Tosca, Thomas Vicente

Libro de la Gnomonica...de los Reloxes de Sol

Manuscript, no place, no date but Valencia, before 1715

Small in quarto, 20,5x15,5 cm.

2 fly leaves; 3 nn leaves; 238 pages, continuously numbered; 14 nn leaves; 2 nn lvs. Contemporary limp vellum. Title in old manuscript on the spine: de RELOXES.

Paper in gatherings of 12 and 14 lvs. The watermark about 7x4 cm in the paper is constant: Eagle with two heads under a crown, carrying a coat of arms between its wings with the letters M and C. It is not in Briquet and similar watermarks tend to be older, mainly XVI century.

5 nn preliminary leaves:

The first blank

The second, Soy de Manuel Salvador Liter, 1842

The third, title in brown and red ink

The fourth, Horas en las principales regiones del mundo (moving parts).

The last, fifth, printed and colored image of San Vicente Ferer (patron of Valencia) and in verso a brief resume on the Rule of the golden ratio.

Main text:

Pp. 1-227: text in four parts, each with 10-20 chapters with many drawings and moving parts and two inserted leaves. End of last page: Finis

Loosely inserted:

An instrument that relates hours; days of the week, the months, the zodiac. The moving parts on vellum that are physically connected to the book relate the fullness of the moon; the month, the day and the hour with the height of the sun. It is very similar to the one Apianus included in his cosmography (first edition: 1524), but curiously turns against the clock!

An original watercolor, the portrait of Prof Diego de Torres Villaroel, facing right

Post scriptum:

Pp. 228-238: two additional texts one on the use of Astrolabe and another on the Height of the Polar star.
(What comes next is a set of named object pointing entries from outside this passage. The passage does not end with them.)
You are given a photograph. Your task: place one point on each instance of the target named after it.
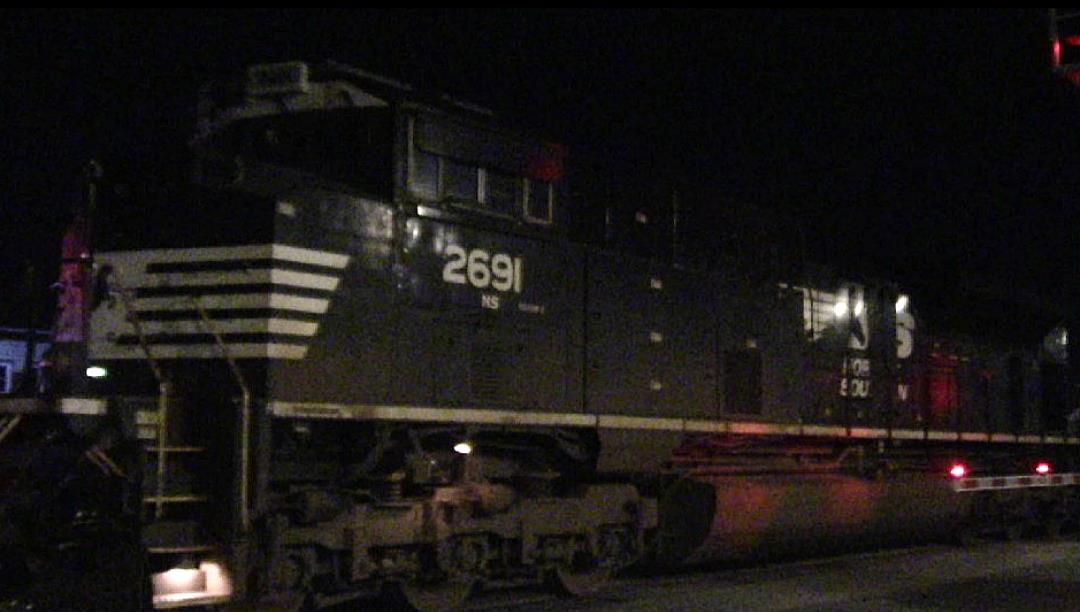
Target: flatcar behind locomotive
(373, 349)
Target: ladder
(174, 506)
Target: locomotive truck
(385, 342)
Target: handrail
(245, 419)
(163, 391)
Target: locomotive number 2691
(482, 269)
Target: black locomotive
(386, 341)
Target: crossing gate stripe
(1001, 483)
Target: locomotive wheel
(581, 578)
(432, 596)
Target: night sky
(909, 145)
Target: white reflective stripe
(621, 422)
(288, 277)
(82, 406)
(240, 350)
(229, 301)
(188, 255)
(275, 252)
(324, 410)
(198, 327)
(298, 409)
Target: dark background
(925, 146)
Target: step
(175, 449)
(175, 499)
(180, 549)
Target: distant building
(13, 355)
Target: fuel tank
(738, 517)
Last leaf blank.

Between pp 226 and 227 a double leaf has been bound in: otra definicion y explicacion (de la esphera)

After the last blank is another gathering of 16 leaves. Seven of them have a drawing in brown ink of the outside border of (different) coat of arms sometimes with short text in it like sic transit gloria mundi and bible quotes.

Two of the seven central ovals are filled, one with an astrological text, the other with an astronomical instrument.

The text.

The text is written in one and the same hand, be it that additions to the central text may have been written at different times, but still by the same hand. The text is richly illustrated with about 150 fine drawings in ink in black and white and/or colors, three with moving parts and all in a very fine hand, complete and practically without errors or corrections.


In the first part , pp. 1-50, the mathematical basis for the relation between place and time are given: Tratado I en que .... With 25 drawings, one with a moving part (p.43) and 3 tables.

The second part, p 50-118, how to design a sun dial, horizontal or vertical without declination with 46 drawings and one inserted page size mobile of 3 levels on vellum. This mobile was connected to the book with a twisted thread.

The third part, pp 119-156, how to measure time in different sun dials complementing each other to cover a 24 hour day, including a manual on how to make a moon dial (pp 155 and 156) with 36 drawings and no tables.

The fourth and last part pp. 157- 227, has various topics like how to divide the Zodiac in degrees, how to fix the tropics, how to fix the hours, Italian, Babylonian, and finally how to actually make mobile sun dials (p 199 and further) with 41 drawings and 4 tables.

The textbook ends here. It is followed by two later short essays to connect the previous text with the science of navigation, the first on how to establish the meridian where you are without an astrolabium, pp 228-232, and the other on how to establish the height of the Polar star, pp 233-236.